Default Ports Used by the Virtual Traffic Manager

The Virtual Traffic Manager requires some ports and protocols in addition to those used by the virtual servers configured. These are:

•The Admin Server port (HTTPS): By default, this is port 9090 (TCP and UDP). Use this port, together with the host name or IP address, to browse to the Admin UI. This port must be open to any device from which you want to access the Admin UI, including all other Virtual Traffic Managers in your cluster. This port is additionally used by the Virtual Traffic Manager’s SOAP-based Control API and Command-line Interface (CLI).

For Virtual Traffic Manager appliance/virtual appliance/cloud instance variants, the current value of the Admin Server port is displayed on the console. For software variants, read the configuration file ZEUSHOME/admin/website. The absence of an entry in this file means that the Admin Server port is the default 9090.

•The control port: By default, this is TCP port 9080. The Virtual Traffic Manager uses this port for the control protocol to communicate changes in configuration data between Virtual Traffic Managers. This port does not need to be exposed outside the cluster.

To learn the current value of the control port, read the configuration file ZEUSHOME/zxtm/global.cfg. The absence of a entry in this file means that the control port is the default 9080.

•The REST API port: By default, this is TCP port 9070. The REST API is an alternative programmatic method of configuring the Virtual Traffic Manager. For more information, see the Virtual Traffic Manager: REST API Guide available from the Ivanti Web site, at www.ivanti.com.

To learn the current value of the REST API port, click System > Security > REST API in the Admin UI and observe the value set in rest!port.

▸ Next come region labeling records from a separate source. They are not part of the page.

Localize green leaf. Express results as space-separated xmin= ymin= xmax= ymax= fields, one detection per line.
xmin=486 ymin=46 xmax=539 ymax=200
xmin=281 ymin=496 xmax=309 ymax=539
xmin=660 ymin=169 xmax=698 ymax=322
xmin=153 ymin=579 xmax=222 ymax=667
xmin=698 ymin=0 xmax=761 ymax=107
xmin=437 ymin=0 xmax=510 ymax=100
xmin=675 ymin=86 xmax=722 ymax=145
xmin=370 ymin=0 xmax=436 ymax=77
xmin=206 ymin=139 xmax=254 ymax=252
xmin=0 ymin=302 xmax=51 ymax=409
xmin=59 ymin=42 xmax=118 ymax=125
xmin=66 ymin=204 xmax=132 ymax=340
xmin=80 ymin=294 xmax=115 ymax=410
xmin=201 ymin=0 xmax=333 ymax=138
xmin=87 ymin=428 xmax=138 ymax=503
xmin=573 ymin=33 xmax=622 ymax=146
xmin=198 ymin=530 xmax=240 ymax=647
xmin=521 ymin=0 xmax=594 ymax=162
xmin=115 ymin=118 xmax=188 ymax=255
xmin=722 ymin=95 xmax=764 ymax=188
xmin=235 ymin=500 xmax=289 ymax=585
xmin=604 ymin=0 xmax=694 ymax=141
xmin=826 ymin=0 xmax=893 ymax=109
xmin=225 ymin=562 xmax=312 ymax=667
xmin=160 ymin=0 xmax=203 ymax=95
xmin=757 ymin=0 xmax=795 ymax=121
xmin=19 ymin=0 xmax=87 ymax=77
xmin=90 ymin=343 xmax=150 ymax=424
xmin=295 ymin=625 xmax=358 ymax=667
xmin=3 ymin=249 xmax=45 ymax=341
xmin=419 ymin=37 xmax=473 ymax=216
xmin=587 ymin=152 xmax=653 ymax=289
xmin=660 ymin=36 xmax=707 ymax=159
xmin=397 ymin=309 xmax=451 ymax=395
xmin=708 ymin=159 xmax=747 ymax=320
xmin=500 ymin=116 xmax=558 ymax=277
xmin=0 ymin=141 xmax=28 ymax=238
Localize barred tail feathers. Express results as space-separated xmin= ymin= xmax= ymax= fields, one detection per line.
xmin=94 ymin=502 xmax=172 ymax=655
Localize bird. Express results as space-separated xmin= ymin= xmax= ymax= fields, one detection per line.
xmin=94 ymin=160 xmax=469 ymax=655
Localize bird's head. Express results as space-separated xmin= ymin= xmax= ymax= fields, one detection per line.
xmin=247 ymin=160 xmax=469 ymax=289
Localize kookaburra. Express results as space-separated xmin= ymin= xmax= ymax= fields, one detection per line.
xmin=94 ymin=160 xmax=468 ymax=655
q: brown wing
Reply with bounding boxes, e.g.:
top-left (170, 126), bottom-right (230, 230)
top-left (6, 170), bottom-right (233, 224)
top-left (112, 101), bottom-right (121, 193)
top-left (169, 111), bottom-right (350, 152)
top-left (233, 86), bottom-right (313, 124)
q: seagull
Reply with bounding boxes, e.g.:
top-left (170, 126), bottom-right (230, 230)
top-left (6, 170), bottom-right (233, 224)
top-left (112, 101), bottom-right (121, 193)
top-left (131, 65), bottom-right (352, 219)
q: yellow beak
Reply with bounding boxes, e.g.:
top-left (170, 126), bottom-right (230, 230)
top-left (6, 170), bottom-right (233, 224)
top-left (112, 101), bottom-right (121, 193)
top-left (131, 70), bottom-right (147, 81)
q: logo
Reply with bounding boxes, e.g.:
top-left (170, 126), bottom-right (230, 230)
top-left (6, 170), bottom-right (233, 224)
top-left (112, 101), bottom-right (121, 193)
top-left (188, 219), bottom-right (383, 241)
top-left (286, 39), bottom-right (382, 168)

During initial configuration, if the Virtual Traffic Manager determines that any of the default ports are unavailable, the affected port number is incremented by 1 until the Virtual Traffic Manager detects a free port. Thus, in this scenario you might find that your Admin Server port is set to 9091, 9092, or higher. This is equivalently true for the Control port (8081 or higher) or the REST API port (9071 or higher).

ATTENTION
All references to port values shown throughout this guide and all other Virtual Traffic Manager user documentation should be read to mean the default value shown here or whatever value has been set/chosen in its place.

The Admin Server and REST API ports can be user-redefined as required on the System > Security page of the Virtual Traffic Manager Admin UI. You should then update your firewall rules accordingly.

The Virtual Traffic Manager also uses broadcasts to identify other Virtual Traffic Managers. These broadcasts are sent to the multicast address, 239.100.1.1 on port 9090 (or alternative). All Virtual Traffic Manager cluster members listen on this address. To modify the broadcast IP address and port, use the settings in System > Fault Tolerance.

If you have configured each Virtual Traffic Manager in your cluster to use a dedicated Management Network as described in Dedicated Management Network, this management traffic will be restricted to that network alone. It should not be possible to connect to any of the Virtual Traffic Manager management ports from another network. Nevertheless, you should still firewall these ports off from untrusted sources, for example, in the event that a configuration error relaxes the Virtual Traffic Manager’s management restrictions, or the management network is accidentally exposed.

Virtual Traffic Manager virtual appliances and cloud instances run a local NTP service that listens for NTP (time) requests on all interfaces (see Synchronizing Time from the Virtual Traffic Manager). The NTP services runs on port 123 (UDP and TCP). It is safe to firewall these ports off if you do not wish to use the Virtual Traffic Manager as a local time source.

ATTENTION
One of the tests the Virtual Traffic Manager uses to detect network availability is ping. The Virtual Traffic Manager may not function correctly if your firewall or local TCP/IP tunings disable or rate-limit ICMP packets to the default gateway, the back-end nodes and the other Virtual Traffic Managers in the cluster.